I remember stopping in utter fascination as I watched a person, who I swear was male, strut to class in a dress and high heels.
My home country, Zimbabwe, is an intensely homophobic country. Not only is it illegal to be homosexual, but it also culturally and socially shunned. My society had taught me that gender and sexuality was not debatable. However, during the past two years, I have watched as people I knew came out.
I have sat in on intellectual and academic debates on homosexuality. I have made friends, loved them, discovered their sexuality, and realized that this does not change my opinion of them. I have had paralyzing crushes on boys who I later discovered to be gay, and I have questioned my own sexuality.
More questions than answers
It has definitely been a difficult 2 years. I have cried tears of joy, tears of pain, and tears of disappointment in myself, in Yale, in America, in Zimbabwe. For me, college has not been a place where I discovered myself. It is a place where I lost myself to the questions in my head. If Christianity was forced on Zimbabweans during colonialism, why do people still practice it? Should I wear my hoodie tonight? Is she attractive or am I attracted to girls?

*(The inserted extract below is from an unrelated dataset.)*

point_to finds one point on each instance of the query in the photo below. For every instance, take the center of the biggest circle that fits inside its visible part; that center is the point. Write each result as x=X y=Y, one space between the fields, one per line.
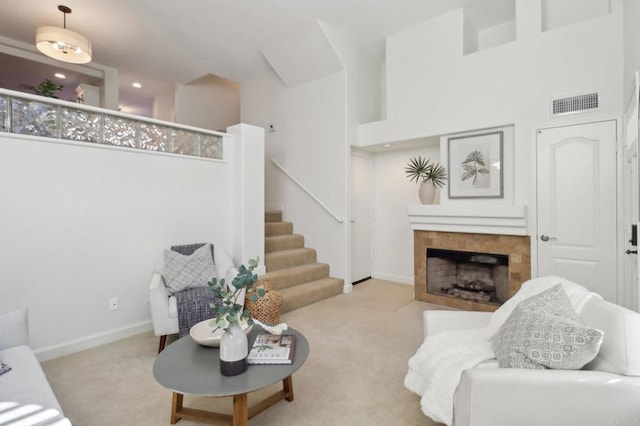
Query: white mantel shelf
x=477 y=219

I have also constantly questioned whether studying in the United States was a good decision. Will a 4 year absence from Zimbabwe empower me to serve it better? How will my 12 engineering classes in a liberal arts school stack up against 36 engineering classes and a 1 year internship at the University of Zimbabwe? After seeing all the opportunities in the United States, and after realizing the potential that I have, will I ever happily go back home where electricity and water shortages will force me to be less productive with my life?
I have been forced to defend my beliefs and to have an opinion on some concepts that I could not have cared less about. Sometimes, I have risen to the challenge – gone ice skating, dated outside my race, danced to Katie Perry. Other times, my only comfort being the knowledge despite feelings of a loss of identity; I have still retained an ability to be vulnerable in a land where everyone is “doing well.”
I look at the naïve girl in those freshman year pictures and sigh. Just when I knew all of life’s answers, they went and changed all the questions.